Figure 5. Isoform switch (IS) events in CBRLK1. (A) Gene model of two alternatively spliced isoforms of CBRLK1 gene, AT1G11350.2 and AT1G11350.10, and their corresponding predicted protein domains. LEC, B-lectin domain; SL, S-locus glycoprotein domain; P, plant PAN/APPLE-like domain; CaMBD, calmodulin-binding domain. The position of the pair of primers used in rtPCR is illustrated by a set of arrows. (B) Isoform switch plots showing statistically significant switch of the two isoforms illustrated in panel A between Col-0 (DG3) and sr45-1 (DG3). (C) rtPCR showing the expression level of AT1G11350.2 and AT1G11350.10 in all samples used in RNA-seq. Numbers 1–3 represent three biological replicates. (D) Alignment of predicted protein models for the two CBRLK1 isoforms illustrated in (A). (E) Defense response to PmaDG3 in CBRLK1.10 overexpression lines, n = 6. Error bars represent standard deviations. One-way ANOVA followed by Tukey's HSD test was used for statistical analysis. Letters a–c represent statistically significant difference (p < 0.05). Experiment was repeated for at least two trials. (F) Defense response to PmaDG3 in CBRLK1.2 overexpression lines, n = 6. Error bars represent standard deviations. One-way ANOVA followed by Tukey's HSD test was used for statistical analysis. Letters a and b represent statistically significant differences (p < 0.05). Experiment was repeated for at least two trials. (G) rtPCR showing the expression level of AT1G11350.2 and AT1G11350.10 in overexpression lines. OE1.2, OE CBRLK1.2; OE1.10, OE CBRLK1.10. Two biological replicates were used for each genotype.

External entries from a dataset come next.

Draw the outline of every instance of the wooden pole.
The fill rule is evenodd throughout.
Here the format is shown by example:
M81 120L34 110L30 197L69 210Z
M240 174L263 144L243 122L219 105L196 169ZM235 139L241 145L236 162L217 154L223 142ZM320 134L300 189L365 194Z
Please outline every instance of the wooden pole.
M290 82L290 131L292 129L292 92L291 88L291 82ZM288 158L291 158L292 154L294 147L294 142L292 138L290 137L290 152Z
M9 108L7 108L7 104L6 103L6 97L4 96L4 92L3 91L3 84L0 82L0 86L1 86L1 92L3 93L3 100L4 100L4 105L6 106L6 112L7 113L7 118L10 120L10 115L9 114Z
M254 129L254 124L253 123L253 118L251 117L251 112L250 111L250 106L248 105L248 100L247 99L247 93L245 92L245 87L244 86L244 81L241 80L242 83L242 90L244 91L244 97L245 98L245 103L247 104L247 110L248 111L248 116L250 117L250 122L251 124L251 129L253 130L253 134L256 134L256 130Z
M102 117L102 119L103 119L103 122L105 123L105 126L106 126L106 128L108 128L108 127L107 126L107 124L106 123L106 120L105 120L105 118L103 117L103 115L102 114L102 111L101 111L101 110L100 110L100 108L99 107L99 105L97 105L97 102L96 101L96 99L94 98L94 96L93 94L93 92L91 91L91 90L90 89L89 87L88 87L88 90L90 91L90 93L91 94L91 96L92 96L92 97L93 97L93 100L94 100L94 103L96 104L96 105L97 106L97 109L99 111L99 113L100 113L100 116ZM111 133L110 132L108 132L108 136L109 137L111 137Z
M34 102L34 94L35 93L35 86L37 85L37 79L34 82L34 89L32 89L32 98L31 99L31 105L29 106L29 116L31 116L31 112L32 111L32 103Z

AT2G20850 locus encodes a putative Type-V LRR-RLK, STRUBBELIG-RECEPTOR FAMILY 1 (SRF1). It has the only IS event that is regulated by both DG3 and SR45. Three intron retention events distinguished the two isoforms (AT2G20850.5 and AT2G20850.6). The second intron retention event was identified in Intron 10 of AT2G20850.5. It is the determinant alternative splicing event that rendered a PTC in AT2G20850.6. AT2G20850.5 codes for a full-length LRR-RLK product (SRF1.5) with a signal peptide (SP), a SUB domain, six LRR, a proline-rich region (PRR), a transmembrane (TM) domain, and a C-terminal kinase domain, while AT2G20850.6 codes for a putative truncated LRR-RLP product (SRF1.6) with only five LRR, one PRR, and one TM domains (Figure 6A). IS plots showed a dramatic increase in abundance for the full-length LRR-RLK isoform, AT2G20850.5, in response to DG3 challenge and sr45-1. The truncated LRR-RLP isoform, AT2G20850.6, is the dominant product in mock-treated WT (Figure 6B). Predicted protein models of SRF1.5 and SRF1.6 did not align perfectly (RMSD = 10.673, Figure 6C), suggesting that losing one LRR at the N-terminus could affect the protein structure. These two protein isoforms may differ in their binding affinities to the LRR domain, in addition to the C-terminal kinase activity. The predicted full-length LRR-RLK product, SRF1.5, was named as SRF1A in an earlier study, while the N-terminus of SRF1.6 differs slightly from the SRF1B product (Eyuboglu et al., 2007). Interestingly, this study reported that an overexpression of SRF1.6/SRF1B gave no obvious phenotype, while an overexpression of SRF1.5/SRF1A led to seedling lethality (Eyuboglu et al., 2007). We were successful in obtaining viable transgenic plants overexpressing SRF1.5/SRF1A in WT, and they exhibited an intermediate level of immunity between WT and sr45-1 (Figure 6D), suggesting that SRF1.5 also plays a defense role in sr45–1 and in response to DG3 challenge. Due to the low expression level of AT2G20850.6, we were not able to clone it. No transgenic plants were made to study their effect on plant immunity.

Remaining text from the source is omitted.